In one of the studies, conducted by research firm Revealing Reality, a series of interviews was used to quantify the focus and motivation for the broader crypto investing community. Of the crypto traders interviewed in the study, the overwhelming majority reported cryptocurrency as a way to “get rich quick,” and saw investing in digital assets as an easy path to fortune. While the crypto markets are entering their thirteenth month of “crypto winter” with many coins price still down over 80 percent, the sheer volatility in daily price movement for crypto has allowed some investors to capitalize despite the falling market–and an even larger majority hoping to go long in the event of another bullish run like the one which ended 2017.
It’s worth noting the UK firm’s research centered around 31 cryptocurrency investors, with 17 of them actually being interviewed for their motivations. Of the group that mentioned being driven by a get-rich-quick mindset, social media and the behavior of other cryptocurrency investors in the space were cited as more evidence of their FOMO mentality. Interestingly, the study also found that the majority of investors interviewed had a general lack of understanding about cryptocurrencies, with researchers reporting that one investor did not even realize digital assets could be bought in fractions as opposed to the whole coin.
Similar to comments made in the past by Warren Buffett, who has referred to crypto traders as “gamblers” instead of investors, the research team reported that the majority of investors engage in risky practices, such as failing to conduct research prior to making their investment and relying upon the advice of so-called “experts.”
A larger study cited by the regulatory body, conducted by research agency Kantar TNS, polled 2,132 United Kingdom consumers on questions related to cryptocurrency. Of those polled, only ¼ reported being familiar with cryptocurrencies, with 58 percent of respondents stating that they had never heard of the concept. Kantar TNS reported that the majority of those familiar with cryptocurrency were male respondents, falling into the age range of 20 – 44, a finding that is consistent with what other agencies have reported as the key demographic for crypto investors.

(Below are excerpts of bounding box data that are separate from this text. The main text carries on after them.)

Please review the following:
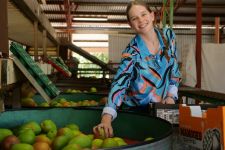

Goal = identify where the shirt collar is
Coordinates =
[135,28,165,58]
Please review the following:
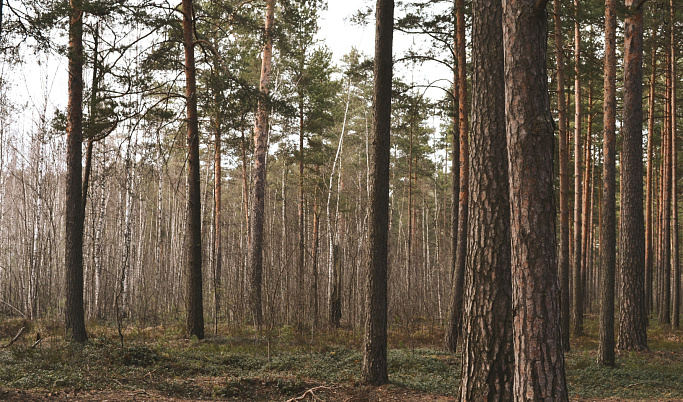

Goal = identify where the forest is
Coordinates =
[0,0,683,401]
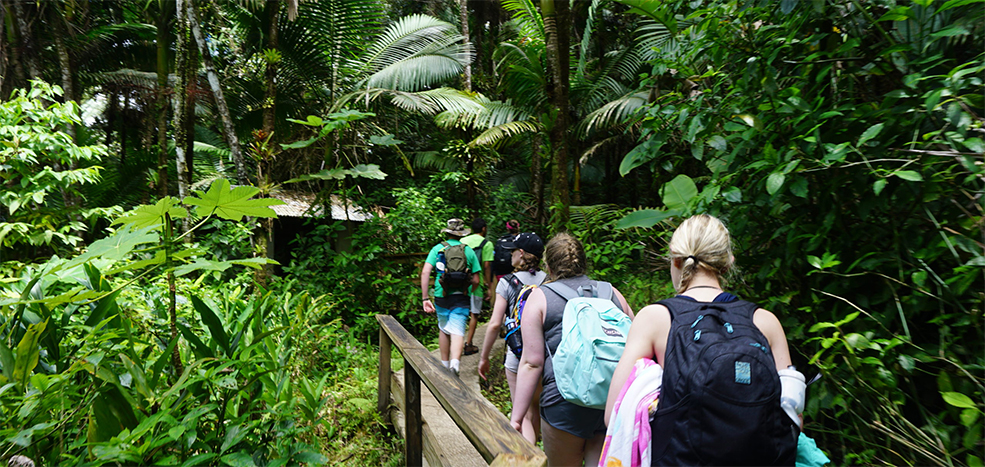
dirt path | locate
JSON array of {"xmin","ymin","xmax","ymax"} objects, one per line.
[{"xmin": 397, "ymin": 324, "xmax": 505, "ymax": 467}]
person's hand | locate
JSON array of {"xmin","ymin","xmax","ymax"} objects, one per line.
[
  {"xmin": 479, "ymin": 357, "xmax": 489, "ymax": 380},
  {"xmin": 510, "ymin": 420, "xmax": 523, "ymax": 433}
]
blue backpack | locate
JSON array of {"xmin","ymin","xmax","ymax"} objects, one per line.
[
  {"xmin": 650, "ymin": 297, "xmax": 800, "ymax": 465},
  {"xmin": 543, "ymin": 282, "xmax": 633, "ymax": 409}
]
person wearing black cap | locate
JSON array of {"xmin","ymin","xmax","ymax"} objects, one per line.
[{"xmin": 479, "ymin": 232, "xmax": 547, "ymax": 444}]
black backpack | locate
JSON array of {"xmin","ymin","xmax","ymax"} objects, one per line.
[
  {"xmin": 650, "ymin": 297, "xmax": 800, "ymax": 465},
  {"xmin": 438, "ymin": 242, "xmax": 472, "ymax": 292},
  {"xmin": 492, "ymin": 234, "xmax": 516, "ymax": 276}
]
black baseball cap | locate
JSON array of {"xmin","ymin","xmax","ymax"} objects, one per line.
[{"xmin": 503, "ymin": 232, "xmax": 544, "ymax": 258}]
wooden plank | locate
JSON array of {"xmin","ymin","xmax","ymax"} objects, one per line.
[
  {"xmin": 404, "ymin": 365, "xmax": 424, "ymax": 467},
  {"xmin": 376, "ymin": 315, "xmax": 547, "ymax": 465},
  {"xmin": 390, "ymin": 373, "xmax": 454, "ymax": 467},
  {"xmin": 376, "ymin": 329, "xmax": 392, "ymax": 420}
]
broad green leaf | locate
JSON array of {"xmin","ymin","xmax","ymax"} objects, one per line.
[
  {"xmin": 858, "ymin": 123, "xmax": 883, "ymax": 146},
  {"xmin": 937, "ymin": 0, "xmax": 985, "ymax": 13},
  {"xmin": 221, "ymin": 451, "xmax": 256, "ymax": 467},
  {"xmin": 191, "ymin": 295, "xmax": 229, "ymax": 355},
  {"xmin": 766, "ymin": 172, "xmax": 787, "ymax": 195},
  {"xmin": 961, "ymin": 409, "xmax": 981, "ymax": 428},
  {"xmin": 174, "ymin": 258, "xmax": 232, "ymax": 277},
  {"xmin": 872, "ymin": 178, "xmax": 887, "ymax": 196},
  {"xmin": 185, "ymin": 179, "xmax": 284, "ymax": 221},
  {"xmin": 615, "ymin": 209, "xmax": 678, "ymax": 229},
  {"xmin": 619, "ymin": 136, "xmax": 664, "ymax": 177},
  {"xmin": 660, "ymin": 174, "xmax": 698, "ymax": 213},
  {"xmin": 11, "ymin": 320, "xmax": 48, "ymax": 386},
  {"xmin": 941, "ymin": 392, "xmax": 978, "ymax": 409},
  {"xmin": 722, "ymin": 186, "xmax": 742, "ymax": 203},
  {"xmin": 349, "ymin": 164, "xmax": 386, "ymax": 180},
  {"xmin": 369, "ymin": 134, "xmax": 403, "ymax": 146},
  {"xmin": 113, "ymin": 196, "xmax": 188, "ymax": 229},
  {"xmin": 893, "ymin": 170, "xmax": 923, "ymax": 182},
  {"xmin": 229, "ymin": 257, "xmax": 280, "ymax": 269},
  {"xmin": 280, "ymin": 136, "xmax": 321, "ymax": 149}
]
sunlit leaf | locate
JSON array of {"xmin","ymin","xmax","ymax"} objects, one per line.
[{"xmin": 185, "ymin": 178, "xmax": 284, "ymax": 221}]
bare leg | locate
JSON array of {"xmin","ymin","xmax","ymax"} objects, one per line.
[
  {"xmin": 465, "ymin": 313, "xmax": 479, "ymax": 344},
  {"xmin": 505, "ymin": 370, "xmax": 541, "ymax": 444},
  {"xmin": 540, "ymin": 420, "xmax": 588, "ymax": 467},
  {"xmin": 438, "ymin": 329, "xmax": 451, "ymax": 362},
  {"xmin": 441, "ymin": 334, "xmax": 465, "ymax": 360}
]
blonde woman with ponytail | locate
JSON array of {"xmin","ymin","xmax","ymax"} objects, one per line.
[
  {"xmin": 605, "ymin": 214, "xmax": 791, "ymax": 465},
  {"xmin": 510, "ymin": 233, "xmax": 633, "ymax": 466}
]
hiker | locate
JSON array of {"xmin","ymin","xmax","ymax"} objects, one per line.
[
  {"xmin": 462, "ymin": 217, "xmax": 493, "ymax": 355},
  {"xmin": 479, "ymin": 232, "xmax": 547, "ymax": 444},
  {"xmin": 421, "ymin": 219, "xmax": 482, "ymax": 376},
  {"xmin": 510, "ymin": 233, "xmax": 633, "ymax": 466},
  {"xmin": 492, "ymin": 219, "xmax": 520, "ymax": 282},
  {"xmin": 605, "ymin": 214, "xmax": 803, "ymax": 465}
]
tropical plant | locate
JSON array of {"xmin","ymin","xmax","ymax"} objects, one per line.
[
  {"xmin": 0, "ymin": 81, "xmax": 118, "ymax": 260},
  {"xmin": 620, "ymin": 1, "xmax": 985, "ymax": 465}
]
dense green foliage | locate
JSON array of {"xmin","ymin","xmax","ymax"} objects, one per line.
[
  {"xmin": 0, "ymin": 0, "xmax": 985, "ymax": 465},
  {"xmin": 622, "ymin": 1, "xmax": 985, "ymax": 465}
]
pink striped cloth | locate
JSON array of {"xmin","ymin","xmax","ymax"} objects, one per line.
[{"xmin": 599, "ymin": 358, "xmax": 663, "ymax": 467}]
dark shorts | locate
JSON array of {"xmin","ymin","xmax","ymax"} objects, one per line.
[{"xmin": 540, "ymin": 401, "xmax": 605, "ymax": 439}]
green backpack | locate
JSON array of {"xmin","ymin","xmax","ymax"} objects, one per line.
[{"xmin": 438, "ymin": 242, "xmax": 472, "ymax": 292}]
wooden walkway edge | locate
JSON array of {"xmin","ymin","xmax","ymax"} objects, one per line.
[{"xmin": 376, "ymin": 315, "xmax": 547, "ymax": 467}]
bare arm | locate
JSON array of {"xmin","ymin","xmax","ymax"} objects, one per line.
[
  {"xmin": 482, "ymin": 261, "xmax": 496, "ymax": 301},
  {"xmin": 605, "ymin": 305, "xmax": 670, "ymax": 425},
  {"xmin": 612, "ymin": 287, "xmax": 635, "ymax": 320},
  {"xmin": 479, "ymin": 294, "xmax": 509, "ymax": 379},
  {"xmin": 752, "ymin": 308, "xmax": 793, "ymax": 371},
  {"xmin": 510, "ymin": 288, "xmax": 547, "ymax": 431},
  {"xmin": 421, "ymin": 262, "xmax": 434, "ymax": 313}
]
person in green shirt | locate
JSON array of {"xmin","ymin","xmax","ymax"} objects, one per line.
[
  {"xmin": 462, "ymin": 217, "xmax": 495, "ymax": 355},
  {"xmin": 421, "ymin": 219, "xmax": 482, "ymax": 376}
]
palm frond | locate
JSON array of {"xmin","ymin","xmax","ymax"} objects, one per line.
[
  {"xmin": 502, "ymin": 0, "xmax": 547, "ymax": 42},
  {"xmin": 576, "ymin": 91, "xmax": 649, "ymax": 137},
  {"xmin": 469, "ymin": 120, "xmax": 544, "ymax": 147},
  {"xmin": 359, "ymin": 15, "xmax": 472, "ymax": 84}
]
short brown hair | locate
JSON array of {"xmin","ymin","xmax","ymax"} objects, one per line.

Of those respondents who could identify cryptocurrencies, 23 percent first heard about digital assets from online news, while 16 percent reported hearing about the industry from friends or family.
Given the consistent theme of risk and general lack of understanding–or, at best, failure to conduct adequate research-associated with cryptocurrency investing, the FCA issued a warning to U.K. investors about the high volatility of the industry. The government agency followed up with a reminder that crypto is still not regulated in the U.K., and that investors were putting themselves at greater risk by pursuing digital assets.